When can i get update on this issue.

1 Like

@bharathiGK

We are planning to fix this issue in API version 20.7 and the release is expected sometime in July. However, in case of any further update, we’ll notify you.

Okay Thank you

@bharathiGK

You are welcome.

Hi.i wish to get update on this issue.?

@bharathiGK

The fix is planned this month, if nothing goes wrong (e.g. blockage due to some other issue). However, we’ll notify you in case of any update.

Okay.But i’m in mid of my process bacause of this issue.

Can i get any other solution to convert any format document into html (without this problem)

@bharathiGK

You can try a Word to HTML conversion. For example have a look at these files.zip (69.3 KB).

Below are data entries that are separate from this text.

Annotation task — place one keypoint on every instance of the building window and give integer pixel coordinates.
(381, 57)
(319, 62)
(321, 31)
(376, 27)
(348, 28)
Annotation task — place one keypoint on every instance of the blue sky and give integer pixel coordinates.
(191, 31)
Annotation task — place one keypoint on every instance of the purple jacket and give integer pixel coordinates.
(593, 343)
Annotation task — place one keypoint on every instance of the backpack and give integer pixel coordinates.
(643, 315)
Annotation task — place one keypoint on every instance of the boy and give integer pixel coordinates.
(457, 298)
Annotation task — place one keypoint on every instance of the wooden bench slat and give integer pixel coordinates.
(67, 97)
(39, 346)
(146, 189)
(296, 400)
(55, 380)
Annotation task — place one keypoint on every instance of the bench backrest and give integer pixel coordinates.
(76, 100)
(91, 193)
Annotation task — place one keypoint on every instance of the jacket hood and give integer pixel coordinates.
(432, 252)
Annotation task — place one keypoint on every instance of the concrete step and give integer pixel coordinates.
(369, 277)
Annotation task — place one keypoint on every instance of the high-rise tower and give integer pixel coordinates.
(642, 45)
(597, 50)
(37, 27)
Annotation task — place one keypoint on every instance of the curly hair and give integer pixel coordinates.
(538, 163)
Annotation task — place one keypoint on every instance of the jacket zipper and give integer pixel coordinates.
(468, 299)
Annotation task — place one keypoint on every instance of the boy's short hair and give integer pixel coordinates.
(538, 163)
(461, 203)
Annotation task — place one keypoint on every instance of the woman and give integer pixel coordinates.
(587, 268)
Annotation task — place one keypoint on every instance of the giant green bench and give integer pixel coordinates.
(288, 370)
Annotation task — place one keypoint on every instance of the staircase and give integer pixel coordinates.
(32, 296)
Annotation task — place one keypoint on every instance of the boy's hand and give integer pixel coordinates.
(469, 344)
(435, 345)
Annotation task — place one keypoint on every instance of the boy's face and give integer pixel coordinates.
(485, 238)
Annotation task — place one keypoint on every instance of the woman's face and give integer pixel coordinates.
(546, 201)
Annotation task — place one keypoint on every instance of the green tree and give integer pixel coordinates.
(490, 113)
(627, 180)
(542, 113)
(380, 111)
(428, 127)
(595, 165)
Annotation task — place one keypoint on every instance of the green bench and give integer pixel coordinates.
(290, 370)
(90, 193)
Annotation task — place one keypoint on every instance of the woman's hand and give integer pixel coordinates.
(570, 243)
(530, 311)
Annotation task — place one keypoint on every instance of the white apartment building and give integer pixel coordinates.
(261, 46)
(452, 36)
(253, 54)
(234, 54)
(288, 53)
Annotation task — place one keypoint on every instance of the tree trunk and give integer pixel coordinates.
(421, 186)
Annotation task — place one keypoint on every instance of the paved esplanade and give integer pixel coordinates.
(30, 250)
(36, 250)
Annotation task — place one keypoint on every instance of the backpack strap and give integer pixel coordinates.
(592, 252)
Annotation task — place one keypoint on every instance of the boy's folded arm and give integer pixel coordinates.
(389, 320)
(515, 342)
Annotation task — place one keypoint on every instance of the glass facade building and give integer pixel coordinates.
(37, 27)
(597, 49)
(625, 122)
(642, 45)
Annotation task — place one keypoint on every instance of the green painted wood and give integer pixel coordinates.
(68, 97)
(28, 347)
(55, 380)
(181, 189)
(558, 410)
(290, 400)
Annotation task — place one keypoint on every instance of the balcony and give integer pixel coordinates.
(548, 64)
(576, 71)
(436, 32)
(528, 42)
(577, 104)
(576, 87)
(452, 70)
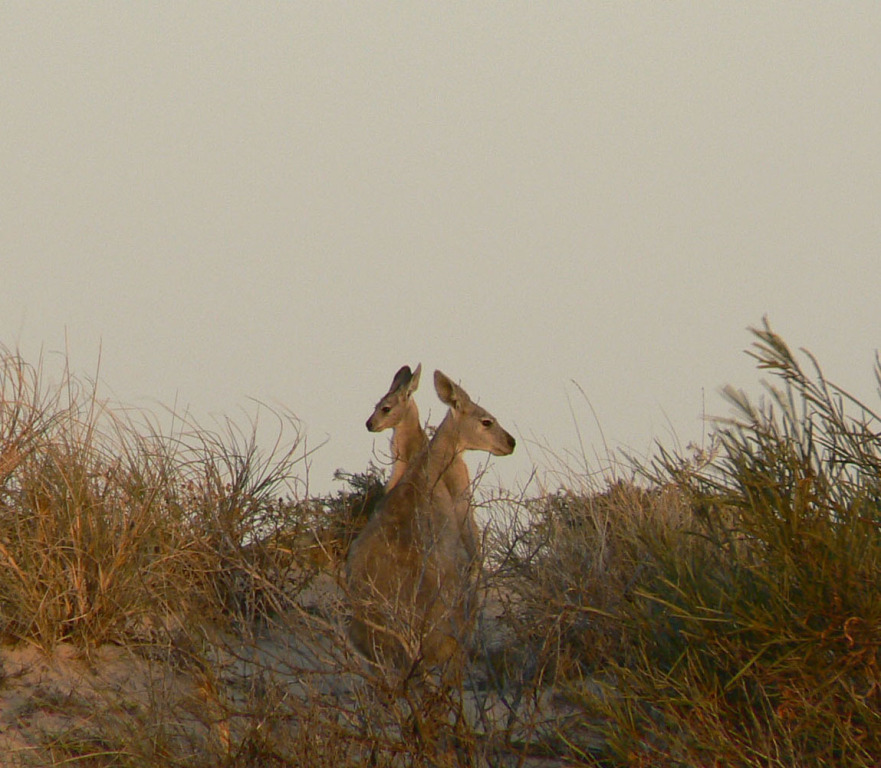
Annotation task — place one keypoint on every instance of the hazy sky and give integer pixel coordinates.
(288, 201)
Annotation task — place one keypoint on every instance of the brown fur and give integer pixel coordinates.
(408, 570)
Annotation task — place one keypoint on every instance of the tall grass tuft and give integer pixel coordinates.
(759, 644)
(109, 529)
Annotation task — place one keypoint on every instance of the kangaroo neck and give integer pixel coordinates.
(408, 438)
(444, 453)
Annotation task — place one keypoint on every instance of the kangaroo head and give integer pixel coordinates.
(394, 404)
(475, 427)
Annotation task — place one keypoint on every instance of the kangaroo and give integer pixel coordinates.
(397, 411)
(408, 570)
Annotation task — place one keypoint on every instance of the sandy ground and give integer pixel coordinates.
(70, 703)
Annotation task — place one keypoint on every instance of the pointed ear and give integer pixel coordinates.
(449, 392)
(414, 380)
(402, 378)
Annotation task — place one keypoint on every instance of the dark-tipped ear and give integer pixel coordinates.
(414, 380)
(402, 378)
(449, 392)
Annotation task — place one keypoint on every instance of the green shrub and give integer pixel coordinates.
(760, 644)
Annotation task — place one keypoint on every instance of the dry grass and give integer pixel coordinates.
(166, 599)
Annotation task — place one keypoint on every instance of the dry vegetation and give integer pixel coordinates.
(167, 599)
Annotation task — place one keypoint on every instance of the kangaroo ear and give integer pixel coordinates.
(414, 380)
(449, 392)
(402, 378)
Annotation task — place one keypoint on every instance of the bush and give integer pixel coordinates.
(760, 645)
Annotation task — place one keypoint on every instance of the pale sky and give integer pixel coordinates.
(288, 201)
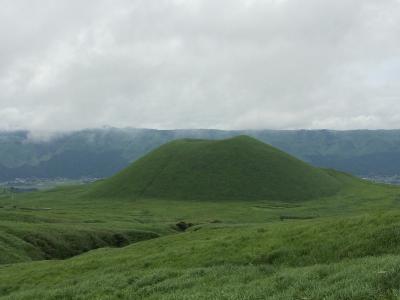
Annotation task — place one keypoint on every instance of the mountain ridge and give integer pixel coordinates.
(230, 169)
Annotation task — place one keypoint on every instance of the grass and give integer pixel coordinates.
(335, 258)
(239, 168)
(345, 245)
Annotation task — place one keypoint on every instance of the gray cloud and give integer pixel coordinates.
(68, 65)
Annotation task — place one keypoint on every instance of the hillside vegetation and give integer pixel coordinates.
(236, 168)
(103, 152)
(313, 234)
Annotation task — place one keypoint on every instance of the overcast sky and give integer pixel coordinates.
(279, 64)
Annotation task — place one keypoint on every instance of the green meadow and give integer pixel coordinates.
(338, 237)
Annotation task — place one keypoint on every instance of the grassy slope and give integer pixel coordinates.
(345, 252)
(237, 168)
(340, 258)
(75, 224)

You mean,whatever file type is there ,that needs to convert as a word document and then need to be converted as html.
like this you coming to convey.
because i used to get documents for conversion .pdf,.xlsx,.pptx and so on.

@bharathiGK

No.

I think there was some misunderstanding. What I said was based on this message. However, you can use GroupDocs.Viewer for .NET (as an alternate solution) in order to render/convert a PDF to HTML.
On top of that, we actually tried to convert the provided PDF to HTML and here are the results.zip (323.7 KB). Primary Contact as a whole word is in a single span.

Ok.This results.Zip looks good.can i get sample coding for that.

which version of viewer is used? and i need sample coding for that.if possible can you share example

1 Like

@bharathiGK

I used version 20.6.1 and below is the sample code:

string outputDirectory = @"D:/";
string pageFilePathFormat = Path.Combine(outputDirectory, "page_{0}.html");
using (Viewer viewer = new Viewer(@"D:/Venkatesh.pdf"))
{
    HtmlViewOptions options =
    HtmlViewOptions.ForEmbeddedResources(pageFilePathFormat);
    viewer.View(options);
}

However, a complete open-source example project is available at GitHub.

Okay.Thank you.currently i’m using viewer 20.1.0.if i update to 20.6.1 means,what are the other dlls need to be updated?.

@bharathiGK

You just have to update GroupDocs.Viewer for .NET DLL. However, you can also try same code with version 20.1.